Consolidated net income (loss)
  $ (53,484,000 )   $ 12,327,000  
 
           
Per share
  $ (7.51 )   $ 1.73  
 
           
 
*   At March 31, 2011, Wesco determined that an OTTI loss of $34,259,000, after taxes, had occurred with respect to certain purchase lots of its equity investments in Wells Fargo & Company and Kraft Foods Incorporated whose fair values had been below cost for an extended period of time. Because Wesco’s consolidated balance sheet reflects investments carried at fair value, with net unrealized gains, after applicable income tax effect, included in shareholders’ equity, the realization of the OTTI losses merely resulted in the reclassification of those amounts from net unrealized gains to retained earnings, another component of shareholders’ equity.

 


 

     Wesco’s consolidated earnings, excluding realized net investment gains and losses and OTTI losses, decreased by $32,890,000 for the first quarter of 2011, from the corresponding 2010 figure. The decrease was due principally to an increase in catastrophic worldwide reinsurance losses, including losses from the Japanese earthquake and tsunami and the earthquake in New Zealand, recorded in the current quarter in connection with Wesco-Financial Insurance Company’s quota-share reinsurance of 2% of Swiss Re’s property-casualty insurance risks. Earnings of Wesco’s CORT furniture rental and Precision Steel businesses, although improved, continue to reflect the effects of weak economic conditions.
     Wesco’s investments at March 31, 2011 included shares of Goldman Sachs Group, Inc. (“GS”) 10% preferred stock, which GS redeemed on April 18, 2011, for $225,500,000. Wesco’s consolidated second quarter 2011 earnings will include a realized investment gain of $33,313,000, after taxes, in connection with the redemption, representing the excess of the after-tax redemption proceeds over Wesco’s cost. Because the March 31, 2011 carrying value of the investment on Wesco’s consolidated balance sheet was $225,500,000, the unrealized appreciation component of Wesco’s shareholders’ equity at that date included the $33,313,000 relating to that investment.

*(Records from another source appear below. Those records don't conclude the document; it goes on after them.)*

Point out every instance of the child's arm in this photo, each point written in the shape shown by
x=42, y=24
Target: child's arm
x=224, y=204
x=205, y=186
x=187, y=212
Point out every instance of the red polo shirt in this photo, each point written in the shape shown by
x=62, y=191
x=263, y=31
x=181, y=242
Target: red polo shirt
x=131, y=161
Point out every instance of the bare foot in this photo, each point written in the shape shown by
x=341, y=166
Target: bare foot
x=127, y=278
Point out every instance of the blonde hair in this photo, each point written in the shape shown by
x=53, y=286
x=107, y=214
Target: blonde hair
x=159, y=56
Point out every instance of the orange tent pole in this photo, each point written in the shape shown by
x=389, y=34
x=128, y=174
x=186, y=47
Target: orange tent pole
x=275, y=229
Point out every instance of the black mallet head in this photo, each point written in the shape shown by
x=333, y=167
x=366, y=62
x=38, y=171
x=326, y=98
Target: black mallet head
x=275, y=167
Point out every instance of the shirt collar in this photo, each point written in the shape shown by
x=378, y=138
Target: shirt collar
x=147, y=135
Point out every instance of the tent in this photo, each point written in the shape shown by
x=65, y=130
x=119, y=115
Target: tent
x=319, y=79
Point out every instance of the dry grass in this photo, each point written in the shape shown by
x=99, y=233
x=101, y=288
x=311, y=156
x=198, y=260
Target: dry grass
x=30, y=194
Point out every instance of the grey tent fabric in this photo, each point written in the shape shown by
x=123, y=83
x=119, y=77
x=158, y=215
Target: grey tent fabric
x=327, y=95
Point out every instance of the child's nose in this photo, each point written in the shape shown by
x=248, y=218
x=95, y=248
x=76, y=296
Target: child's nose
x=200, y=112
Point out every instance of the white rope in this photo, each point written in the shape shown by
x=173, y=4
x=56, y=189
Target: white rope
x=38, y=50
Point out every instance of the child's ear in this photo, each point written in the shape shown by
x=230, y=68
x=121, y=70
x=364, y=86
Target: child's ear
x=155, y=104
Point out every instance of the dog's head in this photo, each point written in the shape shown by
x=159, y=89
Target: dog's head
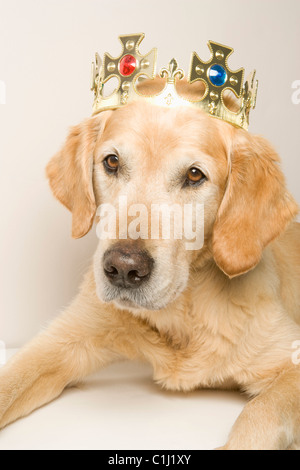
x=147, y=155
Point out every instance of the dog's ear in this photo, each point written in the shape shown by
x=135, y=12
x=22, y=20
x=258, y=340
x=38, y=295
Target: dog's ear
x=256, y=207
x=70, y=174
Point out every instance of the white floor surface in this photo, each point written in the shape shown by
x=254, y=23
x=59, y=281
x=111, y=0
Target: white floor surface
x=122, y=408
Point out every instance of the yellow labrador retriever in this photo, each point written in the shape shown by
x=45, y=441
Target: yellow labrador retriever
x=224, y=316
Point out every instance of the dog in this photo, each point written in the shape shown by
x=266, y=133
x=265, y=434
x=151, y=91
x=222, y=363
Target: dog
x=225, y=316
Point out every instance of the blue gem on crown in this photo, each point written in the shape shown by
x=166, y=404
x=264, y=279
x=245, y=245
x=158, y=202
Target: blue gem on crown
x=217, y=75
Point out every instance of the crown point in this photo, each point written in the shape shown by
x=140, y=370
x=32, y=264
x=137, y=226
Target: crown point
x=130, y=45
x=127, y=65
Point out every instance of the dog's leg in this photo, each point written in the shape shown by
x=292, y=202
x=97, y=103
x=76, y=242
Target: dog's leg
x=270, y=421
x=71, y=348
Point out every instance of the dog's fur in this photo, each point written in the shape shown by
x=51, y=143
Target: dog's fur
x=224, y=316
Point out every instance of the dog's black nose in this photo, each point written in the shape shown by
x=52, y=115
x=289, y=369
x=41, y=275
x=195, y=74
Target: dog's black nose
x=126, y=266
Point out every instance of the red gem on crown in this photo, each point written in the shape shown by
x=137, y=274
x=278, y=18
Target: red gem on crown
x=127, y=65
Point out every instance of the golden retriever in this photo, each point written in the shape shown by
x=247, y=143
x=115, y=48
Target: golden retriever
x=224, y=316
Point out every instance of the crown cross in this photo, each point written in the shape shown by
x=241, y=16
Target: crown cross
x=127, y=68
x=215, y=73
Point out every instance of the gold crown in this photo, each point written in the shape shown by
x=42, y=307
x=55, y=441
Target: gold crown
x=131, y=67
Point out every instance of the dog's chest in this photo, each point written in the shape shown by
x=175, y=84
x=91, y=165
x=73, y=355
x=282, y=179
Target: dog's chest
x=202, y=359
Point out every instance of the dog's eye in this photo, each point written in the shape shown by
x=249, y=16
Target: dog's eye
x=111, y=164
x=194, y=177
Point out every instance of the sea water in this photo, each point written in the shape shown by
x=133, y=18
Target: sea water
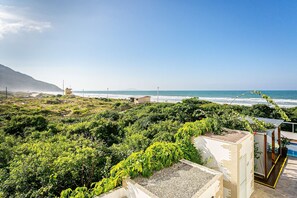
x=282, y=98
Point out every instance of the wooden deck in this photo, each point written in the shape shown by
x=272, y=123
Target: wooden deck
x=286, y=186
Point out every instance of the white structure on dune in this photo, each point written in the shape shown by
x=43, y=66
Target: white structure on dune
x=232, y=154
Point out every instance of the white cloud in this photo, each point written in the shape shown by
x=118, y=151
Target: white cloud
x=12, y=22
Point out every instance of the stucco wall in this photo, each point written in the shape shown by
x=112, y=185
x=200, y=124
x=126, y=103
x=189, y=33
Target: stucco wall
x=225, y=156
x=246, y=149
x=213, y=189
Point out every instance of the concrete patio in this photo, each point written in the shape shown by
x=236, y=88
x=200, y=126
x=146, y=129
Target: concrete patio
x=286, y=186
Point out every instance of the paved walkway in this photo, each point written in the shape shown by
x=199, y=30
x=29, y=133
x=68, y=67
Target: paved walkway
x=286, y=186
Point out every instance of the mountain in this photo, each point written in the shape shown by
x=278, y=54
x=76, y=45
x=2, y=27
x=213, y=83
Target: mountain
x=16, y=81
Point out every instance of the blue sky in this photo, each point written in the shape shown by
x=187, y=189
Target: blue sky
x=193, y=45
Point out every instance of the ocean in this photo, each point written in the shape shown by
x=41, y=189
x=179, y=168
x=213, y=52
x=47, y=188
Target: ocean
x=282, y=98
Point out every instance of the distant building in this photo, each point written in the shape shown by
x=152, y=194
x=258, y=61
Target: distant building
x=140, y=100
x=68, y=91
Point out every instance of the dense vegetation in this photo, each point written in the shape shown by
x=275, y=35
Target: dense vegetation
x=52, y=143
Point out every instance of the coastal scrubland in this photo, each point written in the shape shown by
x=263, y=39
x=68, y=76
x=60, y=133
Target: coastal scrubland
x=53, y=144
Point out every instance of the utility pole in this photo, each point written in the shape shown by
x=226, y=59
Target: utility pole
x=157, y=94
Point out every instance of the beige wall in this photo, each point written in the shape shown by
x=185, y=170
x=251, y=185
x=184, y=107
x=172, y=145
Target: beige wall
x=225, y=157
x=145, y=99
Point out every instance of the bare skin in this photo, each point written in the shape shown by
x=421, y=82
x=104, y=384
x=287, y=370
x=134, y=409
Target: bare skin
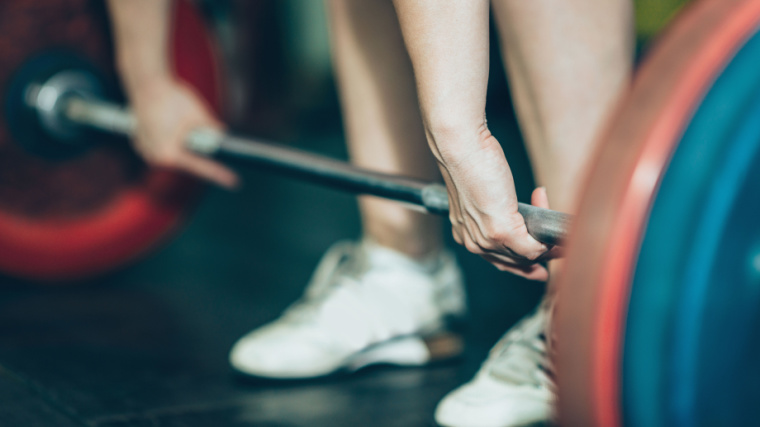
x=382, y=120
x=569, y=61
x=166, y=108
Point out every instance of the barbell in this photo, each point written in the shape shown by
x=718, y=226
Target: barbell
x=58, y=97
x=657, y=319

Accordingly, the redemption of the preferred stock by GS did not affect Wesco’s consolidated shareholders’ equity.
     As previously announced, Berkshire Hathaway (“Berkshire”) and Wesco entered into a definitive merger agreement dated February 4, 2011, whereby Berkshire will acquire the remaining 19.9% of the shares of Wesco’s common stock that it does not presently own in exchange for cash or shares of Berkshire Class B common stock, at the election of each Wesco shareholder. This transaction remains subject to the conditions set forth in the merger agreement, including the shareholder approval requirements described therein. For more information, see Schedule 13 E-3 and Schedule 13 E-3/A filed on March 7 and April 15, 2011, respectively, and which are available at no charge at Wesco’s website, www.wescofinancial.com, or the SEC’s website, www.sec.gov.
     Because the per share merger consideration formula in the merger agreement with Berkshire contemplates a fixed earnings factor per month, the merger consideration per share of Wesco common stock will not be affected by Wesco-Financial Insurance Company’s reinsurance losses due to the recent catastrophic world events, such as the earthquake and tsunami in Japan and the earthquake in New Zealand.
     Certain statements contained in this press release are “forward looking” statements within the meaning of the Private Securities Litigation Reform Act of 1995. These statements are not guaranties of future performance and actual results may differ materially from those forecasted.
     Wesco’s Form 10-Q for the quarter ended March 31, 2011 will be filed electronically today with the Securities and Exchange Commission, and we invite shareholders, the financial media and others to access it through the SEC’s website (www.sec.gov). The Form 10-Q contains unaudited condensed consolidated financial statements, management’s discussion and analysis of financial condition and results of operations, and other information.